En
Historia personal del “boom” (1972),
José Donoso (Santiago de Chile, 1924-1996) se refiere a los escritores
latinoamericanos que durante los sesenta y parte de los setenta se encumbraron
a la fama con novelas que hasta hoy, aunque con desigual aprecio, siguen siendo
reeditadas y leídas. El chileno hace admirado énfasis, no podía ser de otra
manera, en las figuras de García Márquez, Cortázar, Vargas Llosa y Fuentes. Por
más que este libro mira hacia afuera, es decir, hacia los orígenes del boom y la recepción pública que tuvo, no
deja de mirar hacia dentro, hacia lo que sucedió en el interior del mismo
Donoso tras sentir el estallido de la nueva novela latinoamericana. Precisamente
por esto es la “historia personal” de un fenómeno colectivo.
Al
celebrar el trabajo de Fuentes, Donoso resalta el cosmopolitismo del mexicano,
su conocimiento de todo y su capacidad para compartirlo fluidamente en tres
idiomas: español, francés e inglés. Fuentes lo asombra desde el primer trato,
cuando dialogó con él en un encuentro de escritores celebrado en Concepción,
Chile, hacia 1962. Como de pasada, Donoso subraya un detalle que da la
impresión de ser innecesario: la ropa de Fuentes. Esto lo comenta porque era inhabitual
un escritor bien vestido en aquel momento, “cuando los hombres, y para qué
decir los intelectuales hispanoamericanos, no podían, no debían darle
importancia a algo tan frívolo y burgués como la elegancia o la imaginación o
la audacia en el atuendo, ya que, sobre todo si se estaba en la posición
política de Fuentes, esta frivolidad resultaba evidentemente irreconciliable
con las altas y duras misiones que había que cumplir”. Las “altas y duras
misiones” estaban relacionadas con el debate político de suyo acalorado tras el
triunfo de la Revolución Cubana.
De
modo que el mexicano se atrevía a vestir no a la manera desenfadada o austera o
pobretona de los artistas, sino con gusto burgués. Era, lo sabemos, un dandy, y
por supuesto su apariencia no se parecía a la de sus homólogos escritores que
en los sesenta eran hippiosos, y a lo máximo que podían aspirar en materia de “elegancia”

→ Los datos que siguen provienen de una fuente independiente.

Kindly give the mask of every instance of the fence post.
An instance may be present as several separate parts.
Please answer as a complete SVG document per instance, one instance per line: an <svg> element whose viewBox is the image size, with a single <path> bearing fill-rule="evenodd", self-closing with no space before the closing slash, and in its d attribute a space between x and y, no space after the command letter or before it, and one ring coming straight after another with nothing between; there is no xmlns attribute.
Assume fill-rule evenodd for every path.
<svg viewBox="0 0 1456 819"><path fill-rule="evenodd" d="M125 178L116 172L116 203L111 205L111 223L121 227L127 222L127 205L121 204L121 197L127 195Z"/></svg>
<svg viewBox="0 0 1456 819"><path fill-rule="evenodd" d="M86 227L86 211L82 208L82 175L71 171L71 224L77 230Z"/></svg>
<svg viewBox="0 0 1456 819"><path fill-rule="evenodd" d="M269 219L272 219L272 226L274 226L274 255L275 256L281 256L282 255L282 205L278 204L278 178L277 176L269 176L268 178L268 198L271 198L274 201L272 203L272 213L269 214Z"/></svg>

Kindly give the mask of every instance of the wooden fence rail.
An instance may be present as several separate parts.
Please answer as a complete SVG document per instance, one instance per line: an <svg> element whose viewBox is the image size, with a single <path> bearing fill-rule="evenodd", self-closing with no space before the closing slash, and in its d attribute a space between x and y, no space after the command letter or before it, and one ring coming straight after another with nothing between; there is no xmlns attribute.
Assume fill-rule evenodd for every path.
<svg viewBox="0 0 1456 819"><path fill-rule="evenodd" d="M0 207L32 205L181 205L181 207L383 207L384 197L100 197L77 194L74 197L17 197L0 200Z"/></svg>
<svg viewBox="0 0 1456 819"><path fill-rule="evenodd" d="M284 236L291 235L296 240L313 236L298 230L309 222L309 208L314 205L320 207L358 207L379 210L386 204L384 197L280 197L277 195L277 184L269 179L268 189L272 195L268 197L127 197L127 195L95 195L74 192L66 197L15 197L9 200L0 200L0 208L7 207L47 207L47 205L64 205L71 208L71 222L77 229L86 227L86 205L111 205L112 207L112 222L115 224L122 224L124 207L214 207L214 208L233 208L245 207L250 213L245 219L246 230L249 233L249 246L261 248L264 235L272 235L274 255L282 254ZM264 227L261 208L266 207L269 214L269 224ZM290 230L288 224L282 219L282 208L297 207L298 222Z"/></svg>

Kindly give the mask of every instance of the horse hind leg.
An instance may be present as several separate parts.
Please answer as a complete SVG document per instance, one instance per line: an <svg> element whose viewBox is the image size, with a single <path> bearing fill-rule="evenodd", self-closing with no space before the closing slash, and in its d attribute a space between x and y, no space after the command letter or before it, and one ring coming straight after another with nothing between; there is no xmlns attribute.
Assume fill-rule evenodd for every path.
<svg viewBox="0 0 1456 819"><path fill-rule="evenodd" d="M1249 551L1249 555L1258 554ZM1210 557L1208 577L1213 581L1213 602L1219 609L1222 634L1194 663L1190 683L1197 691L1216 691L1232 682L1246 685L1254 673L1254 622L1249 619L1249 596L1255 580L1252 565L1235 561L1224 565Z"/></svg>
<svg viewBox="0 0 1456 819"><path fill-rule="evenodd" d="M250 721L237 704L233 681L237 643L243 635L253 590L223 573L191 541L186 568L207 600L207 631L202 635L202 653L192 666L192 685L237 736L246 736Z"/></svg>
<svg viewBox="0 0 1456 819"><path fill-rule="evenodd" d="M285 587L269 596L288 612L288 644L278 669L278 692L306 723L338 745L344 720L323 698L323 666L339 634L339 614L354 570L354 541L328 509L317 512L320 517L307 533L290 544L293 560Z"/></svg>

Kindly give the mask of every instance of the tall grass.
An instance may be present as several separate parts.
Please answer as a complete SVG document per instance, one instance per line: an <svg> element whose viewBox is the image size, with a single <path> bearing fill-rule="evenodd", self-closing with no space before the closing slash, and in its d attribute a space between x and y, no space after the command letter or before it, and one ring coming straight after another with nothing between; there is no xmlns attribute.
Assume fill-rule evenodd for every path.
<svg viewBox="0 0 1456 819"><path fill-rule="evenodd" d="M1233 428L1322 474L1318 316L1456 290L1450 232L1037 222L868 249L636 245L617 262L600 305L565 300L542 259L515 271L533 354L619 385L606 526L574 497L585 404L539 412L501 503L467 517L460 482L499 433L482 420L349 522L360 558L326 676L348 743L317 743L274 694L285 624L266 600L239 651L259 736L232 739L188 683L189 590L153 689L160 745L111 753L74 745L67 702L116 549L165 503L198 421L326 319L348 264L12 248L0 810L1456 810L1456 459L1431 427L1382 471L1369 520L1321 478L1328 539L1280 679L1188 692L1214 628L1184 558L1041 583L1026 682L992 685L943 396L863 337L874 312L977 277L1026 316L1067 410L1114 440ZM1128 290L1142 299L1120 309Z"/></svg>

era a un blazer de pana o, como le
dicen en Sudamérica, de corderoy.
Tras leer este pasaje recordé a mis amigos ochenteros de la literatura. Creo que todos vestían con sobriedad, una manera sutil de decir “con desenfado”. No eran elegantes ni finos, y ya para entonces comenzaba a quedar atrás el disfraz de “intelectual” para dar paso a algo que puedo definir como estilo sin estilo. La categoría en el atuendo de Fuentes no hizo escuela entre nosotros.